# Statistical Analysis of Interval-Censored Data Subject to Additional Complications

Summer 2019

## Document Type

Open Access Dissertation

Statistics

Lianming Wang

## Abstract

Survival analysis is an important branch of statistics that studies time to event data (or survival data), in which the response variable is time to a certain event of interest. The most prominent feature of survival data is that the response is not exactly observed due to limits of the study design or nature of the event of interest. Interval-censored data are a common type of survival data and occur frequently in real life studies where subjects are examined at periodical follow ups. The response time is usually not observed, but the status of the event of interest is known at each examination time. In such cases, the response time for each subject is only known to fall within an interval formed by two examination times in which the status of the event has changed. This dissertation proposes new statistical approaches for analyzing real life interval-censored data with additional complications.

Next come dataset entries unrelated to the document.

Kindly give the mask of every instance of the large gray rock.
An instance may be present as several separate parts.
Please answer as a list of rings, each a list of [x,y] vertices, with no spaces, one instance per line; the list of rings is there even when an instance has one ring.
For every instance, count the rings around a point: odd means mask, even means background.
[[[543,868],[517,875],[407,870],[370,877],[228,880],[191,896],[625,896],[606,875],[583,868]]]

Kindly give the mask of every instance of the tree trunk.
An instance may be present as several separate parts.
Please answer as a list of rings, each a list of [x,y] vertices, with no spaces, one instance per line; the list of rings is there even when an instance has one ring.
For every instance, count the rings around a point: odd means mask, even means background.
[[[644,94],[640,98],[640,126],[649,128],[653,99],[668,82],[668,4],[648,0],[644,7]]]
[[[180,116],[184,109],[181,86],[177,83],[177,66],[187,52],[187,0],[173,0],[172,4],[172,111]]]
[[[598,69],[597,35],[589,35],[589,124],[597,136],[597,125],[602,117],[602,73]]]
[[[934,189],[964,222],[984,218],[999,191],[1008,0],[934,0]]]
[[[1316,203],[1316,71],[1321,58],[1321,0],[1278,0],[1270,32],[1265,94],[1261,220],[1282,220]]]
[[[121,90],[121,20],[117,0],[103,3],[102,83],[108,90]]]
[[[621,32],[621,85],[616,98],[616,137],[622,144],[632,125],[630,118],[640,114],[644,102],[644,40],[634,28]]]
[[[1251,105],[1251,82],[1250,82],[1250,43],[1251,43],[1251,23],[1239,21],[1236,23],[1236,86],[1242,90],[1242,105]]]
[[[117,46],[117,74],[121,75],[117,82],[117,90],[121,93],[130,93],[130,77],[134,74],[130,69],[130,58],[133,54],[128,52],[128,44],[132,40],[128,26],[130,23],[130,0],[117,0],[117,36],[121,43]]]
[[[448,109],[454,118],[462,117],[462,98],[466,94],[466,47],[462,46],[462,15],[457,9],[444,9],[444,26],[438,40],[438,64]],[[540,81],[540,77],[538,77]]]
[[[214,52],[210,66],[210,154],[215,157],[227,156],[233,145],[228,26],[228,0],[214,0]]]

Chapter 1 provides an introduction to this dissertation. Firstly, it gives a description of interval-censored data and an explanation of how interval-censored data are obtained with some illustrative examples. Then, a widely used model, the proportional hazards (PH) model, for analyzing interval-censored data is introduced. Thirdly, some literature for fitting the PH model to interval-censored data is reviewed. Fourthly, three additional complications of the analysis of interval-censored data are presented. Lastly, real data sets are given to explain the motivations for studying these complications.

Chapter 2 of this dissertation develops an expectation-maximization (EM) algorithm for analyzing arbitrarily-censored data under the PH model. Arbitrarily-censored data refer to the data sets that include interval-censored observations and exactly observed failure times. The method developed in Chapter 2 can be considered as an extension of the paper, Wang et al. (2016). The proposed method enjoys all the good properties of Wang’s method, such as flexibility, computational efficiency, accuracy, robustness to the choice of initial values, quick convergence and closed-form variance estimation.

Chapter 3 studies current status data, a special case of interval-censored data, with informative censoring. This study was motivated by the tumor studies conducted by the National Toxicology Program (NTP). In such studies, the tumor onset time at a specific important organ of a mice or rat is usually observed but either left- or right-censored at the sacrifice time depending on whether a tumor is found there, resulting in current status data for the tumor onset time. However, the sacrifice time can be correlated to the tumor onset time because some of such animals are killed when they show symptoms of sickness or serious weight loss potential due to the exposure of the substance being tested. This leads to informative censoring problem and ignoring it may cause serious bias and misleading results. In this chapter, a new estimation approach is proposed based on an EM algorithm and has shown excellent performance in the simulation study. The new approach has many good merits such as being robust to initial values, fast to converge, and easy to implement, and providing variance estimates in closed form. The approach is illustrated by applications to two real data sets from NTP studies.

Chapter 4 studies an estimation of system reliability when the status of all components are also known. Both the system and component data are available in such situations, and all these failure times are either left-censored or right-censored at the examination time depending on whether the system and each component has failed. Different strategies are discussed for estimating system reliability: (1) use system data only and (2) use component data. When component data are used, two models are studied under different assumptions on whether component failure times are independent or correlated. A new estimation method under the gamma frailty proportional hazards model is proposed to handle the situation when the component failure times are correlated. A detailed comparison is conducted among these different strategies.